At the end of the day, it's all about money.

IT is high demand and generally high-paying. Per supply and demand, if you increase the size of the labor pool, you get higher competition, which drives down employment costs. It's not surprising that some of the loudest get-women-in-IT shills are IT employers and some NGO's and state entities who are in these companies' pockets.


Median salaries are actually quite bad. It's not worth joining most careers unless you can reasonably hit top 1% or be around top 10% within a few years.

But being a mediocre IT person is far better than being a mediocre welder. So if your kid has no passion for anything, let them at least get a job they hate that pays better. But if they aspire to be a top 1% novelist, let them.

Does that mean they'll be happy? Hell no. The HN community consists of people who are great at their jobs but hate them. We complain about too many JS frameworks but the mediocre programmer out there hasn't figured out how to not store passwords in plaintext.

Someone out there who can be a best selling novelist will probably still hate her job, but again, she's getting paid well, and probably happier than being a starving mediocre programmer.
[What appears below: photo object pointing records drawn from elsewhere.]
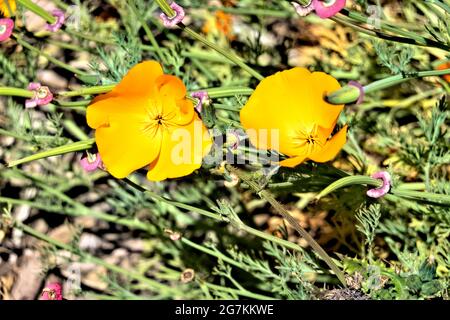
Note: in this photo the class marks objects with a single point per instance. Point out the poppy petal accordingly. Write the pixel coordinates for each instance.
(292, 162)
(140, 79)
(332, 147)
(182, 151)
(125, 146)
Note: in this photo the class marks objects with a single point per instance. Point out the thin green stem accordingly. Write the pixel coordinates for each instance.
(233, 58)
(243, 293)
(87, 91)
(49, 57)
(349, 94)
(72, 147)
(155, 285)
(217, 217)
(266, 195)
(44, 14)
(148, 32)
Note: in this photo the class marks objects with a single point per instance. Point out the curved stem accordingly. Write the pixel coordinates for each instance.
(266, 195)
(155, 285)
(72, 147)
(349, 94)
(44, 14)
(49, 57)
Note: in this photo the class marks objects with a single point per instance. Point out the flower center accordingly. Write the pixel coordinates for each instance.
(42, 92)
(328, 3)
(308, 139)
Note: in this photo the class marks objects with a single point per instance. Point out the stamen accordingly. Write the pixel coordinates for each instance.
(384, 189)
(170, 22)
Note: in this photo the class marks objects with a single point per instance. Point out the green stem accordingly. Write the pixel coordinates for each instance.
(233, 58)
(442, 199)
(44, 14)
(155, 285)
(49, 57)
(217, 217)
(148, 32)
(349, 94)
(73, 147)
(266, 195)
(349, 181)
(223, 92)
(409, 37)
(243, 293)
(87, 91)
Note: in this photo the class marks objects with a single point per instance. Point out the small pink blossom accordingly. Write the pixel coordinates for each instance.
(6, 28)
(325, 10)
(303, 11)
(52, 291)
(361, 90)
(384, 189)
(91, 162)
(60, 19)
(41, 95)
(202, 97)
(173, 21)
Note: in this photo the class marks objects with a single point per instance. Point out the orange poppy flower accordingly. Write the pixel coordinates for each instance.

Here is a tip. Don't call your female colleagues "girls". Because you would never call your male colleagues "boys".


> you would never call your male colleagues "boys"

Ummmm, We do.

Please stop being offended on another's behalf. Outrage culture isn't healthy.


If you called me a "boy engineer" or anything like that I'd ask you to stop. If you wouldn't, I'd punch you in the face.


> If you wouldn't, I'd punch you in the face.

Such a temperament would be unacceptable in our or any workplace.


you don't?


I sure as hell don’t infantilize my coworkers


In all honestly, I think we'd be more concerned if a coworker was so quick to take offence. I suggest we are a little more relaxed here in the UK.


At the end of the day it is just a job, they don’t need to be passionate about it.


It requires a disproportionate amount more work to succeed in than other careers. The payscale has a long tail and low median (everyone quotes a high mean but it's not normally distributed) which means it's really not worth it unless you are. There's better careers to be unenthusiastic about if you're just there for the money.


Maybe not, but you should at least consider not hating it.

And we must not forget that pushing young people in one direction might come at the expense of another that maybe they would have chosen themselves and where they could excel.


> Their lives are passing them by while they toil away at something they hate.

I mean, this just sounds like working in general.